The CFHT "Image of the Week" celebrates its first anniversary this
week. One of the first discoveries we reported on these pages was the
little satellite associated to asteroid (45)
Eugenia. This week we present another spectacular image of an
asteroid, (216) Kleopatra. They show the shape of the Kleopatra as it
rotates! These images were obtained in the course of a two-year study of over
200 asteroids conducted with the Canada-France-Hawaii Telescope.

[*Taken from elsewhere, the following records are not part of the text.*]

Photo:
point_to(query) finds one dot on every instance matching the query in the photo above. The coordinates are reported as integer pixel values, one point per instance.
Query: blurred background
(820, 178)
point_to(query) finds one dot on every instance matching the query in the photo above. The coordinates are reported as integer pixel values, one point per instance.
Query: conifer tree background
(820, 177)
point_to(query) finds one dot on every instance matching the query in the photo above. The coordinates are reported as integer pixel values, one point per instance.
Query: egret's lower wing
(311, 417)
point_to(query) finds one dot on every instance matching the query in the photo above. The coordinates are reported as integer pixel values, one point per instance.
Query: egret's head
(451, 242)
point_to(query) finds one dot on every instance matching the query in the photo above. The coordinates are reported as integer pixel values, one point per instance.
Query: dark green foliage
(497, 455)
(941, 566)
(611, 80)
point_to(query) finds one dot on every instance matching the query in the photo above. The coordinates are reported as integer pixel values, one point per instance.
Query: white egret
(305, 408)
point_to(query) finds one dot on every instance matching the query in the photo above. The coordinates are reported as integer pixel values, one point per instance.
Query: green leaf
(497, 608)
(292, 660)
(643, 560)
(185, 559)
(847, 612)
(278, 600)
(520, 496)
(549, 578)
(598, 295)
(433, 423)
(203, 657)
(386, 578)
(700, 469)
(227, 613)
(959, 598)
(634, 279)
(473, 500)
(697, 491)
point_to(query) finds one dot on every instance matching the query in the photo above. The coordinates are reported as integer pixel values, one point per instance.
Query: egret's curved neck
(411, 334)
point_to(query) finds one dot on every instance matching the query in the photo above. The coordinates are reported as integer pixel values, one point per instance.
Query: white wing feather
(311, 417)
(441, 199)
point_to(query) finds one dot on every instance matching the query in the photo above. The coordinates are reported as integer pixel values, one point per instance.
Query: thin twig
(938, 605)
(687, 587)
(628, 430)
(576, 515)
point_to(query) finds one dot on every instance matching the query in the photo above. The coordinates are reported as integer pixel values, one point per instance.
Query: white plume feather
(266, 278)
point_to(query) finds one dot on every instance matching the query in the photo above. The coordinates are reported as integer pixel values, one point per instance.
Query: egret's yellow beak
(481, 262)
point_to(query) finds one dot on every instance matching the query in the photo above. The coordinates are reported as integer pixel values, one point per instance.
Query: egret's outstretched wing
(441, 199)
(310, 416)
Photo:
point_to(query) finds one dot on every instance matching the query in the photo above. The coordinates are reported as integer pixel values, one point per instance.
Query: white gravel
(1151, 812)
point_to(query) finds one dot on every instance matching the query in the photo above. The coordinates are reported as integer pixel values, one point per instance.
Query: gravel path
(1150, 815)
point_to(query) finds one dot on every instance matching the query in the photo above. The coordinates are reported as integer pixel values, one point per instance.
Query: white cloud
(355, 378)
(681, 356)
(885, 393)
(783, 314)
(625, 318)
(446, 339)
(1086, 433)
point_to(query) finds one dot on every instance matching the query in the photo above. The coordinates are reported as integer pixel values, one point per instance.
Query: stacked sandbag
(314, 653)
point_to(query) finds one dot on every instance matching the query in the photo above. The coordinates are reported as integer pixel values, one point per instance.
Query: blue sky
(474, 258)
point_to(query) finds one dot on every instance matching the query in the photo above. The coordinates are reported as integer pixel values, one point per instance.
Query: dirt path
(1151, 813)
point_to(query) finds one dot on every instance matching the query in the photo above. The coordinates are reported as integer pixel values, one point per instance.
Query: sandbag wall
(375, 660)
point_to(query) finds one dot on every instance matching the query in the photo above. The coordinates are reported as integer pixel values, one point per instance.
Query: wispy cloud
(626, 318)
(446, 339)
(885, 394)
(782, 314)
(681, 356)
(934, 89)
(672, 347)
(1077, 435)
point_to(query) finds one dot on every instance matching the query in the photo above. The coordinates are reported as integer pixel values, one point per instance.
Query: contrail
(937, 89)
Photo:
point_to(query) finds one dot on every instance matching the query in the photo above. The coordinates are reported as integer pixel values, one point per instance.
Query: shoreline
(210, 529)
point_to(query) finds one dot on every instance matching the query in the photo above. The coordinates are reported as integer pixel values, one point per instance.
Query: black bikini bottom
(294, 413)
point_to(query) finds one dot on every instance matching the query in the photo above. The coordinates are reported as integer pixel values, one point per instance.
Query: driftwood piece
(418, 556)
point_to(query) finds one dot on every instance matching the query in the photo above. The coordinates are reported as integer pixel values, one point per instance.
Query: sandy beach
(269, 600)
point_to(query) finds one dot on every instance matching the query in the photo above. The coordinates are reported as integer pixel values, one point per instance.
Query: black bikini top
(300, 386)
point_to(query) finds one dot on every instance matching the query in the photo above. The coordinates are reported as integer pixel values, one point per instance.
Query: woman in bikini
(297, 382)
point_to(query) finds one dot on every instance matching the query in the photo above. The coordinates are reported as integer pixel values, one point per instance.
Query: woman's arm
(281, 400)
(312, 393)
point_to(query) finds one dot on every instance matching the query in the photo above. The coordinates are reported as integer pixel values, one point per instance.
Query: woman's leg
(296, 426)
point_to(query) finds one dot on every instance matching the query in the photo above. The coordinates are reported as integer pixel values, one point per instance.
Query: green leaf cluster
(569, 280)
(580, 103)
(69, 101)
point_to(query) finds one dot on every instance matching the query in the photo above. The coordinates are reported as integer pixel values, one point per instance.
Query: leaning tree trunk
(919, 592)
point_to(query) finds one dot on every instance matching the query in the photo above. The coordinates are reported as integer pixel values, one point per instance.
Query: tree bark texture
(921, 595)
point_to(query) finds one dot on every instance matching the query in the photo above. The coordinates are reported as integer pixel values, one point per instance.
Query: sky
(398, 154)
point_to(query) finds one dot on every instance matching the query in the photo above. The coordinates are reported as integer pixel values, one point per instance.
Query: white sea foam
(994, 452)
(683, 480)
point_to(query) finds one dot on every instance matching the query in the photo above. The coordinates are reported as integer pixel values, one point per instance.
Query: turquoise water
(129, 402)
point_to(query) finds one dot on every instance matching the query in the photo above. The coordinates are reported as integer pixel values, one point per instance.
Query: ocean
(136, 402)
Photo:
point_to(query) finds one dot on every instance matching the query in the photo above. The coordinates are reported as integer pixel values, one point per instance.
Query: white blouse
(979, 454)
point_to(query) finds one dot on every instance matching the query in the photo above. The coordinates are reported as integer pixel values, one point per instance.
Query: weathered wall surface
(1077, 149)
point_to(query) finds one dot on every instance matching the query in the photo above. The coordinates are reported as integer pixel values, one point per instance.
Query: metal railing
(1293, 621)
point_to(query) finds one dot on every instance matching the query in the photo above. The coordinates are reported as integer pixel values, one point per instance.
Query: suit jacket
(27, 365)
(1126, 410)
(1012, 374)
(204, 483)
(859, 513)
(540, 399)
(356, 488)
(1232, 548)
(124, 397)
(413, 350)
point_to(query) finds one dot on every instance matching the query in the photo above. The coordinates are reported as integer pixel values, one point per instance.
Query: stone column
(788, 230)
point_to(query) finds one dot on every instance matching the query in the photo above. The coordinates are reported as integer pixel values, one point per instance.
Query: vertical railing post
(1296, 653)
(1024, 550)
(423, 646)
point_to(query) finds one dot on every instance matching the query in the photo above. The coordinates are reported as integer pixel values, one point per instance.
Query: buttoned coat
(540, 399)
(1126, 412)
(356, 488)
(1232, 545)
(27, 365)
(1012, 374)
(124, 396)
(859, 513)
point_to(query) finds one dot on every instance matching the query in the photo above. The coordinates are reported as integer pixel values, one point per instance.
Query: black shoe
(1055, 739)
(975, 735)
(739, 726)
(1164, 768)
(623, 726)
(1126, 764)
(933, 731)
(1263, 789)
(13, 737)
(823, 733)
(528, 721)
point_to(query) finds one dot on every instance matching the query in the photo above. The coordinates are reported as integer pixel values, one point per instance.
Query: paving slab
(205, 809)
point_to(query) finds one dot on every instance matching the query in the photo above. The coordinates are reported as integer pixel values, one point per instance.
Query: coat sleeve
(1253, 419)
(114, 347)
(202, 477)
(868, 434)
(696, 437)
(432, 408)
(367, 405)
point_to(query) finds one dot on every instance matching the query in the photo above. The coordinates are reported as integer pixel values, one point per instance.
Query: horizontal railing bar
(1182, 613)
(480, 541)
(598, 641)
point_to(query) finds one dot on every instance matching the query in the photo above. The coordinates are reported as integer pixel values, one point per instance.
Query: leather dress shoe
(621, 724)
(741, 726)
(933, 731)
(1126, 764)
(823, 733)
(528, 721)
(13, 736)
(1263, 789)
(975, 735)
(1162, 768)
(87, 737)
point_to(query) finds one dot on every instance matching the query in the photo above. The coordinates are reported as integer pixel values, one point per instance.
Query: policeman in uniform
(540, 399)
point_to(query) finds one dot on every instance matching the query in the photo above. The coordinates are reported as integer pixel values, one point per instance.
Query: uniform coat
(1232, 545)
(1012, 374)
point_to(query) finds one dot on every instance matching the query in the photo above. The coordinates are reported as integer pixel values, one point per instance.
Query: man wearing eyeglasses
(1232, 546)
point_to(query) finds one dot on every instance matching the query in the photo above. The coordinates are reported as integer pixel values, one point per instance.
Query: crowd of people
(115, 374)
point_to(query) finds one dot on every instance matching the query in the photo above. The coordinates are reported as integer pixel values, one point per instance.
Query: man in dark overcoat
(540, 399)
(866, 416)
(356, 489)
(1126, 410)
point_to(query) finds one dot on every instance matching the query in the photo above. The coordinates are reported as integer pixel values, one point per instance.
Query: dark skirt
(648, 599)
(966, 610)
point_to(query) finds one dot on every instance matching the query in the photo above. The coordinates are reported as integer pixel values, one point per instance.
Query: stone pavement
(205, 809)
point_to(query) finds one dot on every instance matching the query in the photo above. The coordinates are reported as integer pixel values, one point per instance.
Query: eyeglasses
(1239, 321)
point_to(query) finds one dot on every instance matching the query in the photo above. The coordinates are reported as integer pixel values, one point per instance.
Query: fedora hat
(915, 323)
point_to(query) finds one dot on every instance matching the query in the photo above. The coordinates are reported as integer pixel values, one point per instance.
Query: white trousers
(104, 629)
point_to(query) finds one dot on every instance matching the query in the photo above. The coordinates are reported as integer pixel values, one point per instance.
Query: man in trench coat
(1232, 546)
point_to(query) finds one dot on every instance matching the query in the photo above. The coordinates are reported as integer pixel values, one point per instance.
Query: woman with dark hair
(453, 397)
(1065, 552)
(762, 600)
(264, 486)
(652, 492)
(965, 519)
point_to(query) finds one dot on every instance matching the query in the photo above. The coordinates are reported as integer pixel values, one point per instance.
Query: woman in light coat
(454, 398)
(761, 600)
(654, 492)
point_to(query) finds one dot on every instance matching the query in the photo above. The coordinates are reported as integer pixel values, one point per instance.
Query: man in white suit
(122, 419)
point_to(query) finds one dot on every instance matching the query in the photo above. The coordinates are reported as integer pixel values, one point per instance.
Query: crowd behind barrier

The results, presented last week at the 32nd Annual meeting of the
Division for Planetary Science of the American Astronomical Society in
Pasadena, show the elongated shape of Kleopatra. The rotation period
of the Asteroid is only about 6 hours so it was observed repeatedly
during one night of November 1999. A fixed view of the
results reveal the "dog-bone" shape of the asteroid. The numbers on
eqch of the frames is the rotation phase. Phase 0.0 is the beginning
of the rotation period while the frame at phase 0.5 was obtained half
a rotation later. Worthy of mention, the asteroid looks very similar
at phase 0.0 and 0.5.
Earlier this year, Steve Ostro of JPL published
reconstructions of Kleopatra's shape based on radar reflections
obtained when that asteroid was fairly close to the Earth, also in
November 1999, only a few days apart from the observations presented
here.
The excellent agreement of both optical and radar pictures of
Kleopatra's 'dog-bone' shape provides added confidence in the
reliability of adaptive optics images.
The adaptive optics images of Kleopatra covering a seven-hour period
were obtained with the CFHT equipped with PUEO, it's adaptive optics
instrument. A filter centered at 1.6 microns (H-Band) was used in the
KIR camera.
Kleopatra measures about 217 kilometers (135 miles) long and about 94
kilometers (58 miles) wide, and was at around 170 million kilometers
from Earth at the time of observation...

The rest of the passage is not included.